US 12,217,759 B2
	Voice to text conversion based on third-party agent content
Barnaby James, Los Gatos, CA (US); Bo Wang, San Jose, CA (US); Sunil Vemuri, Pleasanton, CA (US); David Schairer, San Jose, CA (US); Ulas Kirazci, Mountain View, CA (US); Ertan Dogrultan, Belmont, CA (US); and Petar Aleksic, Jersey City, NJ (US)
Assigned to GOOGLE LLC, Mountain View, CA (US)
Filed by GOOGLE LLC, Mountain View, CA (US)
Filed on Feb. 6, 2024, as Appl. No. 18/434,602.
Application 18/434,602 is a continuation of application No. 18/125,606, filed on Mar. 23, 2023, granted, now 11,922,945.
Application 18/125,606 is a continuation of application No. 17/582,926, filed on Jan. 24, 2022, granted, now 11,626,115, issued on Apr. 11, 2023.
Application 17/582,926 is a continuation of application No. 16/791,334, filed on Feb. 14, 2020, granted, now 11,232,797, issued on Jan. 25, 2022.
Application 16/791,334 is a continuation of application No. 15/372,188, filed on Dec. 7, 2016, granted, now 10,600,418, issued on Mar. 24, 2020.
Prior Publication US 2024/0274133 A1, Aug. 15, 2024
This patent is subject to a terminal disclaimer.
Int. Cl. G10L 15/26 (2006.01); G06F 40/205 (2020.01); G06F 40/284 (2020.01); G06F 40/30 (2020.01); G10L 15/18 (2013.01); G10L 15/183 (2013.01); G10L 15/22 (2006.01); G10L 15/30 (2013.01)

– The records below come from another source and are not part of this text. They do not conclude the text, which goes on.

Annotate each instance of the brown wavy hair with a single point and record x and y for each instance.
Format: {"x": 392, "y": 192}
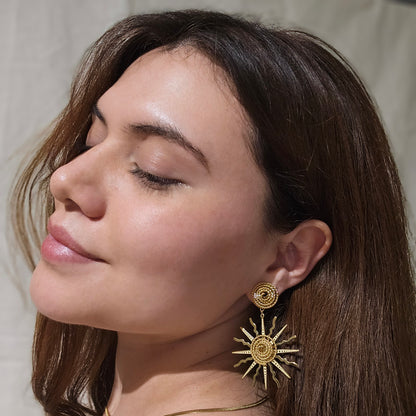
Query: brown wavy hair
{"x": 315, "y": 134}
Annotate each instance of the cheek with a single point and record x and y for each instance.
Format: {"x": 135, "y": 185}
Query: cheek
{"x": 184, "y": 257}
{"x": 182, "y": 239}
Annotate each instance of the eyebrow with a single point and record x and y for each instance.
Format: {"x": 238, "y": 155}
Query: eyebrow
{"x": 166, "y": 131}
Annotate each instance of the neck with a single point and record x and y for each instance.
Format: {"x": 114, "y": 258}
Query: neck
{"x": 162, "y": 376}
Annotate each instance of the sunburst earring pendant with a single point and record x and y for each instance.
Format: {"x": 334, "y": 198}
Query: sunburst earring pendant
{"x": 264, "y": 349}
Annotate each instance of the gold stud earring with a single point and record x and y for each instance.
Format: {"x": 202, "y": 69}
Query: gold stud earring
{"x": 264, "y": 349}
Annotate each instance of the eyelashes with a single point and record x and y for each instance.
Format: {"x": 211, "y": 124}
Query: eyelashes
{"x": 155, "y": 182}
{"x": 148, "y": 179}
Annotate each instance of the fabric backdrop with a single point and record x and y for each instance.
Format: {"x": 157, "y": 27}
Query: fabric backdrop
{"x": 41, "y": 42}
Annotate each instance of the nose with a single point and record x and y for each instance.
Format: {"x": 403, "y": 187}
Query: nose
{"x": 78, "y": 185}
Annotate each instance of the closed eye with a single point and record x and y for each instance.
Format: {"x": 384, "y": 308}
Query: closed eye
{"x": 153, "y": 181}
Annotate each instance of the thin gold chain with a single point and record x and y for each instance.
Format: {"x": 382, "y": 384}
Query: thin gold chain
{"x": 215, "y": 409}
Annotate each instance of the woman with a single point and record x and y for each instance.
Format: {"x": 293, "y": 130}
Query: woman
{"x": 200, "y": 155}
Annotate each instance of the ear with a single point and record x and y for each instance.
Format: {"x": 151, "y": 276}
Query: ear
{"x": 297, "y": 254}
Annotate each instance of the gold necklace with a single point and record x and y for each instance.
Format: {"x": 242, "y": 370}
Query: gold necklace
{"x": 215, "y": 409}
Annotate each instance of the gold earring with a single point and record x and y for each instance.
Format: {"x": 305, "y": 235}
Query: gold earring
{"x": 264, "y": 350}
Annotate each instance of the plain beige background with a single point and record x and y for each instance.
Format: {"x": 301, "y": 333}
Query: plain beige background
{"x": 41, "y": 42}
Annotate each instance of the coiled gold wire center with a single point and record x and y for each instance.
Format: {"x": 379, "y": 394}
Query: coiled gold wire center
{"x": 263, "y": 349}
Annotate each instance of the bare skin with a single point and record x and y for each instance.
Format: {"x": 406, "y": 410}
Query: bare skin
{"x": 172, "y": 259}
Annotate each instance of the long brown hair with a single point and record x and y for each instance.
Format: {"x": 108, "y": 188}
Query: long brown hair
{"x": 315, "y": 134}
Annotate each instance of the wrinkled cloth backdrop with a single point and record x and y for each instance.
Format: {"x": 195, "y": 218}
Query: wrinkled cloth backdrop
{"x": 41, "y": 42}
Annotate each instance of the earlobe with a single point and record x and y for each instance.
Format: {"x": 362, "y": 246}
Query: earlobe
{"x": 298, "y": 252}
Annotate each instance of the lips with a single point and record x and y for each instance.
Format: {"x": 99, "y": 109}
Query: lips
{"x": 60, "y": 247}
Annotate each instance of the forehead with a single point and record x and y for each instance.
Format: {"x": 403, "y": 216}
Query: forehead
{"x": 184, "y": 88}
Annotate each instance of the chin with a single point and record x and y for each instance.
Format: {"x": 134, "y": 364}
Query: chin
{"x": 51, "y": 298}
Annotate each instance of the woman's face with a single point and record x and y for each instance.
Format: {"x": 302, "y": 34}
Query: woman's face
{"x": 158, "y": 227}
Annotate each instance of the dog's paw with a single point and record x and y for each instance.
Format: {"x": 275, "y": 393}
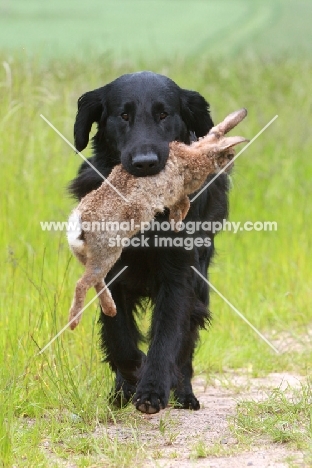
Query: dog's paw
{"x": 150, "y": 400}
{"x": 122, "y": 394}
{"x": 186, "y": 401}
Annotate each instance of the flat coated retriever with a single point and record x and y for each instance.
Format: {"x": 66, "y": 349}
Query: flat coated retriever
{"x": 137, "y": 115}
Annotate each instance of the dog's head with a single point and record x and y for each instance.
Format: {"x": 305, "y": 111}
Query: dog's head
{"x": 138, "y": 115}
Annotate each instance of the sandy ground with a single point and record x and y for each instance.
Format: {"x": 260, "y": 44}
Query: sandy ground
{"x": 169, "y": 439}
{"x": 174, "y": 446}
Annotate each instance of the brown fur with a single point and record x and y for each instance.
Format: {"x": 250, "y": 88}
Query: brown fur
{"x": 186, "y": 170}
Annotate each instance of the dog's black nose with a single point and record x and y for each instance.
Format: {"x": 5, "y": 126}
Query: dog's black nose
{"x": 145, "y": 164}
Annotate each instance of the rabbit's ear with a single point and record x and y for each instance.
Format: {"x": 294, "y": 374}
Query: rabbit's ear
{"x": 227, "y": 142}
{"x": 229, "y": 122}
{"x": 195, "y": 112}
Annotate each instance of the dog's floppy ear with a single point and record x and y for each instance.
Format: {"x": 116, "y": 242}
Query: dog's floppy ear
{"x": 195, "y": 112}
{"x": 90, "y": 109}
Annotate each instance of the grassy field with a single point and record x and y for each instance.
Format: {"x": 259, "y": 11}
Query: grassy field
{"x": 56, "y": 399}
{"x": 157, "y": 28}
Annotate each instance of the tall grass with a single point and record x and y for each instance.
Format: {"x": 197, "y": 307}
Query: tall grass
{"x": 266, "y": 275}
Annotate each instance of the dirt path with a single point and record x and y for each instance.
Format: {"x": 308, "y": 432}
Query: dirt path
{"x": 174, "y": 438}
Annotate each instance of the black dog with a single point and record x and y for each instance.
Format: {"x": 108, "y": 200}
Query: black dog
{"x": 137, "y": 116}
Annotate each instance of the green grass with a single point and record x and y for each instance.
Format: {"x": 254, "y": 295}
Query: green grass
{"x": 158, "y": 28}
{"x": 64, "y": 392}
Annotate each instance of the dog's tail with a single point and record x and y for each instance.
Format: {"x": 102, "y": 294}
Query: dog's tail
{"x": 75, "y": 236}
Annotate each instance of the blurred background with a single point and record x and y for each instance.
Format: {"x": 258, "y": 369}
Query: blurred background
{"x": 131, "y": 29}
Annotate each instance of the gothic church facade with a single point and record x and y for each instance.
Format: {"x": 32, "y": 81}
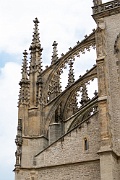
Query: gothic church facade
{"x": 56, "y": 138}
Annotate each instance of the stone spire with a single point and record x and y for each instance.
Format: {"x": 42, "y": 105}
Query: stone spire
{"x": 55, "y": 55}
{"x": 71, "y": 78}
{"x": 36, "y": 50}
{"x": 97, "y": 2}
{"x": 35, "y": 67}
{"x": 24, "y": 67}
{"x": 84, "y": 96}
{"x": 24, "y": 83}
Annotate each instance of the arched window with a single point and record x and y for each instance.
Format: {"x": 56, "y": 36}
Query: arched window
{"x": 86, "y": 144}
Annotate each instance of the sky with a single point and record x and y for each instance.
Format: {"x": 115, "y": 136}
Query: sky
{"x": 64, "y": 21}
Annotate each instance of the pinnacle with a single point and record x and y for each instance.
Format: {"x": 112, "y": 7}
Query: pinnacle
{"x": 55, "y": 55}
{"x": 71, "y": 78}
{"x": 36, "y": 40}
{"x": 36, "y": 21}
{"x": 84, "y": 96}
{"x": 24, "y": 66}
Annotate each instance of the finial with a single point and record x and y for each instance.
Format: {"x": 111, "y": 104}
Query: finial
{"x": 84, "y": 96}
{"x": 97, "y": 2}
{"x": 36, "y": 40}
{"x": 24, "y": 66}
{"x": 55, "y": 55}
{"x": 71, "y": 78}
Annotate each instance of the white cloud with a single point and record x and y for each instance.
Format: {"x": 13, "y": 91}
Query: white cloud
{"x": 61, "y": 20}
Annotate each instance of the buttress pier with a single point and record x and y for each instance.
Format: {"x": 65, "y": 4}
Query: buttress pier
{"x": 65, "y": 134}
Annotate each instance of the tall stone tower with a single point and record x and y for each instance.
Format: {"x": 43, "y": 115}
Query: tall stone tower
{"x": 57, "y": 136}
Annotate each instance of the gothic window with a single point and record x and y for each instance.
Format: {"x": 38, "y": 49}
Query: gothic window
{"x": 86, "y": 144}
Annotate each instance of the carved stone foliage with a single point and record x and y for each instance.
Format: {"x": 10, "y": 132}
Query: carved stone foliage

CPC G10L 15/26 (2013.01) [G06F 40/205 (2020.01); G06F 40/284 (2020.01); G06F 40/30 (2020.01); G10L 15/1815 (2013.01); G10L 15/183 (2013.01); G10L 15/22 (2013.01); G10L 15/30 (2013.01); G10L 2015/223 (2013.01); G10L 2015/228 (2013.01)]

20 Claims

1. A voice-enabled electronic device comprising:

at least one processor; and

memory storing instructions that, when executed by the at least one processor, cause the at least one processor to be operable to:

receive, from a third-party agent, one or more contextual parameters associated with the third-party agent, wherein the third-party agent is managed by an additional party that is distinct from the party that manages a local agent of the voice-enabled electronic device;

receive, from a user of the voice-enabled electronic device, a voice input provided by the user;

in response to receiving the voice input:

convert, using a voice to text model, the voice input to text, wherein the instructions to convert the voice input to text comprise instructions to use one or more of the contextual parameters to bias the voice to text model in converting at least one segment of the voice input to the text; and

transmit at least a portion of the text to the third-party agent.